Second, you should apply to and enroll in a degree or certificate program at a real public or private college near your home. And, if possible, you should enroll as a full-time student (12 units or more). This will increase the student budget and make you more eligible for need-based aid.

Third, if any of your children are still in college, you should indicate on the FAFSA that you are an independent student with a dependent in college. That will profoundly increase your eligibility for need-based aid along with an increase in aid eligibility for your FAFSA-completing children BIG time!  To benefit from the latter will require a bit of negotiating with the dependent student’s financial aid officer at his or her college to show that the parent had to return to college as a means of sheer financial survival and/or required for future employment in the parent’s field of interest.  Most colleges will work with you on this issue.

Fourth, when listing your housing status on the FAFSA, don’t list “at home”. Instead, list “off campus” making you eligible for more financial aid which may help you pay some of your housing expenses while in college.
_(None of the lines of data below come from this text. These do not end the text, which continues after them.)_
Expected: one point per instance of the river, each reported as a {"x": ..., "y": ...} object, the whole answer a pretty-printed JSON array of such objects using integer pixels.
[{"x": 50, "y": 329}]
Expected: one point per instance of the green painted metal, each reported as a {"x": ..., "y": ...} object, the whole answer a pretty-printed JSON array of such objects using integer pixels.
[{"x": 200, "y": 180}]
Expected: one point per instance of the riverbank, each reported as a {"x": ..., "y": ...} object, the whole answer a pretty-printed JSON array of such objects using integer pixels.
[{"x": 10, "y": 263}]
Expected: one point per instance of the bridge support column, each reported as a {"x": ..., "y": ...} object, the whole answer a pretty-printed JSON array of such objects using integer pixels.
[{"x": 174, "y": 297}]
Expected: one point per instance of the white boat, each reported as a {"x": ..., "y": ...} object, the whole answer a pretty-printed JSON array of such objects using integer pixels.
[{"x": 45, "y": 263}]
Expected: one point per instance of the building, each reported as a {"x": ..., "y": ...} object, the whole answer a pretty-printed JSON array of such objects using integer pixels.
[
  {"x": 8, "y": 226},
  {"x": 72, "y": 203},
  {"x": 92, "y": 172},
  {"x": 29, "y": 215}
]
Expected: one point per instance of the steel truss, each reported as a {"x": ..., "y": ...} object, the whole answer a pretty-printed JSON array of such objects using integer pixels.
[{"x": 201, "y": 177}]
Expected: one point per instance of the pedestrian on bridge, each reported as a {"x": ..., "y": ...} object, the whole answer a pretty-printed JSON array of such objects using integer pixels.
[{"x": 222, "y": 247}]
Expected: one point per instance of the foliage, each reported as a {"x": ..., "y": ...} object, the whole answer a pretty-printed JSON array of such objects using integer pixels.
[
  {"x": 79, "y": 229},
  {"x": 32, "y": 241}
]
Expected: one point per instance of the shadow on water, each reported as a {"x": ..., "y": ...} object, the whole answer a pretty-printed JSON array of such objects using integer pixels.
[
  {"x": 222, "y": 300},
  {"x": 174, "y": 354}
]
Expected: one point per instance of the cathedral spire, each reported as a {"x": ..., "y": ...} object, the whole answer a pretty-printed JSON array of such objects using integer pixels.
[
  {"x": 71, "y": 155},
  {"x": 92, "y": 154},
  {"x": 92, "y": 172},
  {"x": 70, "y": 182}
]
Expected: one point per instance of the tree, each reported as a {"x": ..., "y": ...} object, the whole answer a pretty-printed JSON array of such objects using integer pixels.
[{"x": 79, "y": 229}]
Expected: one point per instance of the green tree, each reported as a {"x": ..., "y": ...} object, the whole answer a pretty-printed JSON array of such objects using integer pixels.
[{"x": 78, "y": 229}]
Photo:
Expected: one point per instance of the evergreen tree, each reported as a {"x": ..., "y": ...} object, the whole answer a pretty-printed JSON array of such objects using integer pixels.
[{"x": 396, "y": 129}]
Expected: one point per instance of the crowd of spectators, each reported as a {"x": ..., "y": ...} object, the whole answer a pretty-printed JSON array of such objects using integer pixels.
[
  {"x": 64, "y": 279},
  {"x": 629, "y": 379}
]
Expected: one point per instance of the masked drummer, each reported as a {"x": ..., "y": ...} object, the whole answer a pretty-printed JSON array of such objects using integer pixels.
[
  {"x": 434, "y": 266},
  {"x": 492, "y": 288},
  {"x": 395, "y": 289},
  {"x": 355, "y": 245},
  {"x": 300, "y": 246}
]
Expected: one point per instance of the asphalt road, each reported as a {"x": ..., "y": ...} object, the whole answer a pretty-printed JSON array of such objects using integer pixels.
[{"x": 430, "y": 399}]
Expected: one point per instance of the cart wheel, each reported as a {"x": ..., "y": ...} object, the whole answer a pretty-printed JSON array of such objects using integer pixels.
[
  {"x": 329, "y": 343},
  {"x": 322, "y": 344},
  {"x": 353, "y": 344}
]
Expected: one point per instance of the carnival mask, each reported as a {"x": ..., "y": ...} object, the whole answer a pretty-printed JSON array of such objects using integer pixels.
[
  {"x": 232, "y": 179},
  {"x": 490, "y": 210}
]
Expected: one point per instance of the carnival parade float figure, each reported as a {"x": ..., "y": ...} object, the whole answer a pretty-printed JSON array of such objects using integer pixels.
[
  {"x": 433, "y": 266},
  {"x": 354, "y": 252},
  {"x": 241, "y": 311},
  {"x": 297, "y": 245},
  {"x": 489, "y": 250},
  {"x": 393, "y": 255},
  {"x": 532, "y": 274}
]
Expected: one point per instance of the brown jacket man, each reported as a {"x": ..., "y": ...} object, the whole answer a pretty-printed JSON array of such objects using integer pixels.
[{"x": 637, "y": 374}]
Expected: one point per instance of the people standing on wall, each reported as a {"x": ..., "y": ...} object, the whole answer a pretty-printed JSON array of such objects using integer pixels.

Be prepared for the colleges to discourage you (mostly because they don’t quite know what to do with you) and be emotionally steeled for your friends to make fun of you (they are just jealous of your initiative and feistiness). Don’t let anyone discourage you! Your brain does not die after 50. In fact, it thrives on use. So use it. There’s still a lot to learn.

You can probably think of all sorts of reasons not to re-enter the college system at an advanced age but you only need one reason that overrides all else; you simply choose to do it. Your presence in a typical college class will lend a dimension to that class that the brainiest young adult can only imagine; you bring the wisdom of a lifetime, something that is often absent in our hallowed, sheltered halls of ivy.

I am not a huge fan of Madison Avenue and its advertising campaigns but there is one I like. It belongs to Nike and it simply says, “Just do it!” But reentering college will not require athletic shoes or skin-tight, lycra-laced garments. It only demands one thing, heart.

 

Note: This short piece is a reprint of one of my earliest blogs. It was relevant a decade ago and is even more so in 2017.  Just do it!